La ONU ha denunciado este domingo que el 86 % de las mujeres afganas carecen actualmente de acceso a mecanismos efectivos de justicia, una situación que las deja casi cuatro veces más desprotegidas que los hombres ante abusos o conflictos legales.
El dato forma parte de un informe divulgado con motivo del Día Internacional de la Mujer, elaborado a partir de consultas nacionales realizadas en diciembre de 2025 en cooperación con ONU Mujeres y la Organización Internacional para las Migraciones. Según el documento, solo el 14 % de las mujeres consultadas afirmó tener acceso a servicios formales de resolución de disputas, frente al 53 % de los hombres que viven bajo el yugo de la dictadura de los talibán.
El estudio también indica que más de la mitad de las mujeres participantes considera que su acceso a la justicia formal se ha deteriorado. Entre los factores señalados se encuentra la suspensión de instituciones estatales clave vinculadas a la protección de los derechos de las mujeres.

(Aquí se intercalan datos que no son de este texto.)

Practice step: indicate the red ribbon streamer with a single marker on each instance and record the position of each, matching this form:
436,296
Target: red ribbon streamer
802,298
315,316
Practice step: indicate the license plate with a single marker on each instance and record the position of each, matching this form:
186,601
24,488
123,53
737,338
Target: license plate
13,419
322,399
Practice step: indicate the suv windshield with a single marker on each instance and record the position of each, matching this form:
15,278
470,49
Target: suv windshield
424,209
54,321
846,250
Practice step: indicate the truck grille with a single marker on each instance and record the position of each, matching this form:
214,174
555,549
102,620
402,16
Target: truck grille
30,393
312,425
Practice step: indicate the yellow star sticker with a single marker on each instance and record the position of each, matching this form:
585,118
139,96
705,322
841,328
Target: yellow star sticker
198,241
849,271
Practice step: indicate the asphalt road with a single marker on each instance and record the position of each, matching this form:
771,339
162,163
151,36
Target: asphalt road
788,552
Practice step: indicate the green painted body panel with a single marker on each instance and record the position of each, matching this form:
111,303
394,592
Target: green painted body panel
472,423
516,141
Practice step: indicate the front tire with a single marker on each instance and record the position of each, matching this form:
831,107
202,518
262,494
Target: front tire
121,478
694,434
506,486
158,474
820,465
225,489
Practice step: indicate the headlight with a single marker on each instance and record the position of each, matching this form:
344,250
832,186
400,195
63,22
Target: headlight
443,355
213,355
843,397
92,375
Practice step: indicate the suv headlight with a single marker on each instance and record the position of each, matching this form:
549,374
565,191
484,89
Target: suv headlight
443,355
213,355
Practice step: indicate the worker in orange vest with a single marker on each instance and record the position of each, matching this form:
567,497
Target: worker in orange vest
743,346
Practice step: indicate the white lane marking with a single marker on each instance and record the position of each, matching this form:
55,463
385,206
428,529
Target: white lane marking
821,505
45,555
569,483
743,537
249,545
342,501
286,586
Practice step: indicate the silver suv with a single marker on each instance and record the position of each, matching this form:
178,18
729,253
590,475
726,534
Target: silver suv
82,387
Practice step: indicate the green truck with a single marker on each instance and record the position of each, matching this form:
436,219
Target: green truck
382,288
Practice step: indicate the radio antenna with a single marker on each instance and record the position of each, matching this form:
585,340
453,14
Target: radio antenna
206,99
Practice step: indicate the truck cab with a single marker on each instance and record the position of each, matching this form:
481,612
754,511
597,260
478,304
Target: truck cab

En particular, el informe menciona la desaparición del Ministerio de Asuntos de la Mujer y la paralización de la Comisión Independiente de Derechos Humanos de Afganistán, organismos que previamente (hasta la asunción de los talibánes al poder), ofrecían canales institucionales para denunciar abusos o buscar asesoramiento legal.
A ello se suma la exclusión progresiva de mujeres profesionales del sistema jurídico, incluidos jueces, fiscales y abogadas, lo que ha reducido significativamente la capacidad de las afganas para encontrar representación o apoyo dentro del sistema judicial.
El informe también advierte de que el Decreto No. 12 ha agravado la incertidumbre jurídica, al permitir a los jueces imponer sanciones con un amplio margen de discrecionalidad. Según la UNAMA, esta medida debilita las garantías procesales y afecta de forma desproporcionada a las mujeres.
Además, el documento señala que las afganas continúan excluidas de los mecanismos tradicionales de resolución de disputas, como las jirgas y shuras, consejos locales de ancianos que desempeñan un papel relevante en la mediación de conflictos comunitarios.
La representante especial de ONU Mujeres, Susan Ferguson, subrayó que el acceso a la justicia constituye «un derecho fundamental y un elemento esencial para la seguridad y dignidad de las mujeres«.
Ferguson añadió que la exclusión de las mujeres de los tribunales limita su autonomía y reduce las posibilidades de denunciar violencia doméstica u otros abusos, especialmente en contextos donde el hogar puede ser el principal escenario de vulneración de derechos.